Statistics 3L: Linear Models STATS3016
- Academic Session: 2019-20
- School: School of Mathematics and Statistics
- Credits: 10
- Level: Level 3 (SCQF level 9)
- Typically Offered: Semester 1
- Available to Visiting Students: Yes
- Available to Erasmus Students: Yes
This course revises and extends previous work on the Normal Linear Model under standard assumptions and describes some of the main tools required for the construction, evaluation and verification of Normal Linear Models
Two lectures per week for 10 weeks, fortnightly tutorials and two two-hour laboratory sessions.
Requirements of Entry
The normal requirement is that students should have been admitted to the third year of the Designated Degree programme in Statistics.
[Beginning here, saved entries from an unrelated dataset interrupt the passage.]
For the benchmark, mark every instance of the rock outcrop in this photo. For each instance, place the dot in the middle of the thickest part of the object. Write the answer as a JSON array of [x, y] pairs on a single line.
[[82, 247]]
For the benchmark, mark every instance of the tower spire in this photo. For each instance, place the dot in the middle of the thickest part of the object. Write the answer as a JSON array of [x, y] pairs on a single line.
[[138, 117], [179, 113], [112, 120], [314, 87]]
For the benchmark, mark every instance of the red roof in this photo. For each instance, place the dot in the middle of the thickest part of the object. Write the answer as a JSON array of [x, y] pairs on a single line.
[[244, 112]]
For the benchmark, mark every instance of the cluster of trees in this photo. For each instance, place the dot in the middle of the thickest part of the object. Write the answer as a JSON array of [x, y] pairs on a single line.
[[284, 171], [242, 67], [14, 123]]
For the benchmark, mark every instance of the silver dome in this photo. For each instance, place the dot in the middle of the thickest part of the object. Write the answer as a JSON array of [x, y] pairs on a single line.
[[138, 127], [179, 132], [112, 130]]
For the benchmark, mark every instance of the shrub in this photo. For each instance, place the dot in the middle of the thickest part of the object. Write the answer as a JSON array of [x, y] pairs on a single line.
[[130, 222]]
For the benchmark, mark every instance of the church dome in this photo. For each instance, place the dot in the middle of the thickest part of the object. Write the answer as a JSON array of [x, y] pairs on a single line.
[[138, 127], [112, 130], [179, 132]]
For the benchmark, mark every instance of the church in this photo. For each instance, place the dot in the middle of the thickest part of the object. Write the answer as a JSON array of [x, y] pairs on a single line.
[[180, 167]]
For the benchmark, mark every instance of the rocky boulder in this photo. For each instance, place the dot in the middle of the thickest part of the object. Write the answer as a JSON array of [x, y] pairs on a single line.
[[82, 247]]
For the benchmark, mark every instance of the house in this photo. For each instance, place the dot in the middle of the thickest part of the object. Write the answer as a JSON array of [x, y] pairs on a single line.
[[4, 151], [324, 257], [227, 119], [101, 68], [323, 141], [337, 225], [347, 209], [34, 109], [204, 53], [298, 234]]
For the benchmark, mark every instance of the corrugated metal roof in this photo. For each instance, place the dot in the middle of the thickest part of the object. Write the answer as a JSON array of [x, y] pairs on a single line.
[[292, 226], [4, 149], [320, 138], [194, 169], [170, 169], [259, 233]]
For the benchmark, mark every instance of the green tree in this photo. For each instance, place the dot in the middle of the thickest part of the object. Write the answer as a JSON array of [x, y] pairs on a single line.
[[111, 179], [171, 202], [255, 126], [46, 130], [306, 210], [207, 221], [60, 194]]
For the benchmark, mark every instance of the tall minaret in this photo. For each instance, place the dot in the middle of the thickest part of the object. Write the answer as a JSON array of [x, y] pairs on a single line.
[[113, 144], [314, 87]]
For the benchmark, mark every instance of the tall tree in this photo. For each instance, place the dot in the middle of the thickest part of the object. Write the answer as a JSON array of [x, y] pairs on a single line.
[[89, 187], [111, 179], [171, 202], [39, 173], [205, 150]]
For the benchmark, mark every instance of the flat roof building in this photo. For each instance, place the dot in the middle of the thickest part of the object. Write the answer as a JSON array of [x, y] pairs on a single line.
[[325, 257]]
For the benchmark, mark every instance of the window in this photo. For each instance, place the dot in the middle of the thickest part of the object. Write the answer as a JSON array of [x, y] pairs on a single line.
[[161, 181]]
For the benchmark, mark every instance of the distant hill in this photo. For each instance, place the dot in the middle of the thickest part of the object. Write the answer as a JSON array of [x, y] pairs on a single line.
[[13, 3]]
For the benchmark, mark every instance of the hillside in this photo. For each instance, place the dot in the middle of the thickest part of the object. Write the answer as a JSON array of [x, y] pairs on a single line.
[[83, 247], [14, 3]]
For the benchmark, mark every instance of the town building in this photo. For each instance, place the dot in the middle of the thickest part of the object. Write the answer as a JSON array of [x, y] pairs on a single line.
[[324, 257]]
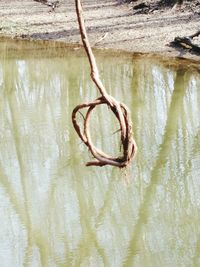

Linear Models 3 [STATS4015]
Regression Models (Level M) [STATS5025]
The courses prescribed in the Designated Degree programme to which the student has been admitted.
90-minute, end-of-course examination (100%)
Main Assessment In: April/May
The aims of this course are:
■ to revise and extend previous work on the Normal Linear Model under standard assumptions;
■ to describe some of the main tools required for the construction, evaluation and verification of Normal Linear Models;
■ to explain how one- and two-way analysis of variance, the analysis of covariance, and multiple and polynomial regression can be seen as a special case of the Normal Linear Model;
■ to provide methods for detecting and dealing with breakdowns in the standard assumptions for the Normal Linear Model.
Intended Learning Outcomes of Course
By the end of this course students will be able to:
■ formulate Normal Linear Models in vector-matrix notation and, in simple cases, manipulate these formulations algebraically in order to produce estimates of functions of model parameters;
■ explain the underlying theory of the linear model, sketch the corresponding derivations and explain the practical relevance.
■ state the assumptions underlying a specified model and conduct appropriate diagnostic tests;
■ sketch how different variable selection procedures work implement these rules for model building in particular cases;
■ construct and interpret analysis of variance tables appropriate for model comparisons;
■ sketch potential problems caused by multicollinearity and heteroscedasticity (unequal variances) and present strategies to detect and address these problems ,
■ use suitable variable transformations;
■ define and interpret measures of influence of individual observations;
■ interpret the output of R procedures for Normal Linear Models.
Minimum Requirement for Award of Credits
Students must submit at least 75% by weight of the components (including examinations) of the course's summative assessment.